Does anyone know of any from the past or present apart from Seiko,Citizen and Orient (including their prestige "Brands")? I`ve heard of Osaki and Urika but were/are there any others


----------



## jasonm (Nov 22, 2003)

Only Alba Pulsar and Lorus but I think they are subsiduaries the brands you mentioned...


----------



## mach 0.0013137 (Jan 10, 2005)

thanks Jason but weren`t /aren`t Alba,Pulsar and Lorus Quartz?


----------



## jasonm (Nov 22, 2003)

Doh!!!!


----------



## Padraig (Jan 16, 2005)

Pulsar used to be a brand of the Hamilton Watch co. in the USA. Seiko bought them in the 1980's I think.


----------



## mach 0.0013137 (Jan 10, 2005)

just rememberd Roy has a "Jubilee" with Japan on the dial in his Vintage/NOS section.

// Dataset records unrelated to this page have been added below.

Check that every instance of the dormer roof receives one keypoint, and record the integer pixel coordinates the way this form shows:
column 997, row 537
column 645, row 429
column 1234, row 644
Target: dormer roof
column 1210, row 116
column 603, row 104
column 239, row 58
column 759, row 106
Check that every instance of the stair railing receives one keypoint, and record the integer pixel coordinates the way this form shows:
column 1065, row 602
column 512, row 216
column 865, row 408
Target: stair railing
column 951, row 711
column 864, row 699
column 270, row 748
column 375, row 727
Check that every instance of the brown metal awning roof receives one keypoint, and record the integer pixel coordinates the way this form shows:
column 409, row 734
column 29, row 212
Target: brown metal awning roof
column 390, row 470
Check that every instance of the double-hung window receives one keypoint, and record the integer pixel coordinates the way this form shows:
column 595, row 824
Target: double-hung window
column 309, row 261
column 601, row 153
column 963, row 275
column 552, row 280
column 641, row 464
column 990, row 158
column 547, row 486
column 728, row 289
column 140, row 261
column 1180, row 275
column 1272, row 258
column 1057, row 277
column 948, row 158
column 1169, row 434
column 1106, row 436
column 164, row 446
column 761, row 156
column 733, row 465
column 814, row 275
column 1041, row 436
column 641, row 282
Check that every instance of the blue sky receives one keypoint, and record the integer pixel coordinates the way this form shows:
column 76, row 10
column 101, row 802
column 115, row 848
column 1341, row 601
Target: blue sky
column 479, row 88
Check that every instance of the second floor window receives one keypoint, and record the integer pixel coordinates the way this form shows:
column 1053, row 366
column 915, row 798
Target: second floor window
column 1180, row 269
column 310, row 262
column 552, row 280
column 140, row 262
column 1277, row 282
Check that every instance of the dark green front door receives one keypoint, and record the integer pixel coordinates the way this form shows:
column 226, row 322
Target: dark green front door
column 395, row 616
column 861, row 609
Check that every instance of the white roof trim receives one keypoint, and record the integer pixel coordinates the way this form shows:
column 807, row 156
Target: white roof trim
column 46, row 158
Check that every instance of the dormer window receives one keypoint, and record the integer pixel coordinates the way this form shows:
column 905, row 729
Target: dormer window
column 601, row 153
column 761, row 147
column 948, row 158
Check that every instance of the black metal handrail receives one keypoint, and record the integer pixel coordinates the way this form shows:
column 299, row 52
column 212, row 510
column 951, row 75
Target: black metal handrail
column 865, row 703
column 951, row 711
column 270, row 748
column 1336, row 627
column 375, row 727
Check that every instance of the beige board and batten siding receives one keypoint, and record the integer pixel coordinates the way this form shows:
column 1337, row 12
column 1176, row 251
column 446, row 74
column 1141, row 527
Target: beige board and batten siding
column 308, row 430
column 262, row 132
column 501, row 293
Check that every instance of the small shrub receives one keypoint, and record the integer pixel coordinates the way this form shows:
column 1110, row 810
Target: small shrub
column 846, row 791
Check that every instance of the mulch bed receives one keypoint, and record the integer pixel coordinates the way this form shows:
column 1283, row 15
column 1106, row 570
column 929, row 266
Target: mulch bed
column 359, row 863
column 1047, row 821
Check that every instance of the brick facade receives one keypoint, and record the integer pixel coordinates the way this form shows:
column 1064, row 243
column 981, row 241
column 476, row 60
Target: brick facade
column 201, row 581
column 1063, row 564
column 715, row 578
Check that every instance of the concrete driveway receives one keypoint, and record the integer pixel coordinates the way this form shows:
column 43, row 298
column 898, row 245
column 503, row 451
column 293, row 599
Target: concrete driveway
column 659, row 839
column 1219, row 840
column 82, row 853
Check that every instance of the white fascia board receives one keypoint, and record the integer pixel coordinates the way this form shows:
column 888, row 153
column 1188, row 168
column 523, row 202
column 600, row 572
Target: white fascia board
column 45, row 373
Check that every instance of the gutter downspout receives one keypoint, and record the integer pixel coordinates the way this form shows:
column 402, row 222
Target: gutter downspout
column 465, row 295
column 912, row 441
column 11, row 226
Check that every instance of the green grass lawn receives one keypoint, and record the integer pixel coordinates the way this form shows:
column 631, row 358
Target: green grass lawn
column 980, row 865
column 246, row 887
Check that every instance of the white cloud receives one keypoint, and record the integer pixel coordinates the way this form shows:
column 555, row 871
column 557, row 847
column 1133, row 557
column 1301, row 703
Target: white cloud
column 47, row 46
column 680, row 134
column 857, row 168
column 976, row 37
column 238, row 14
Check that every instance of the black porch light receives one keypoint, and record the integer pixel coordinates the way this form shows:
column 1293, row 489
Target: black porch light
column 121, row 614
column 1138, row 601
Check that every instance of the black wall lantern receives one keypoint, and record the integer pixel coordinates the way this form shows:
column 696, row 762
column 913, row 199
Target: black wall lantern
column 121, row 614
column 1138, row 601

The thing is there used to be over 100 Japanese motorcycle manufacturers,dozens

(at least) of car makers the same for electronic and photographic equipment, I`d

have thought there would be more watch makers


----------



## Padraig (Jan 16, 2005)

here's a link, it may be useful.

Japanese watch history


----------



## mach 0.0013137 (Jan 10, 2005)

thanks for the link Padraig









searching through the historical section I found this;



> In 1946, immediately after the war, total production of wrist watches, pocket watches and wall clocks had been approximately 700,000 units; by 1961 -- only 15 years later -- it was 1.7 million units.


I wonder who was making them?


----------



## adrian (May 23, 2004)

Thank you for the link. Very interesting.

From the same website

History of the Japanese Horological Industry



> Edo Era (1603-1868): Unique "Japanese Clocks"
> 
> In the Edo Era, many highly ornamental clocks were crafted, called wadokei (literally "Japanese clocks"). They were unique in that, in the old Japanese time system, time was not measured in equal units (such as hours) as it was in Western countries. A day was divided into the daytime and the nighttime, in accordance with sunrise and sunset, and each was further divided into six segments. Time corresponded to the position of the sun, but the six daytime segments were not the same length as the six nighttime segments (other than at the equinoxes). Those segment lengths, moreover, changed slightly every season.


----------



## mach 0.0013137 (Jan 10, 2005)

oops! just realised I`d left Ricoh of the list and I`ve got two of their automatics

DOH!!


----------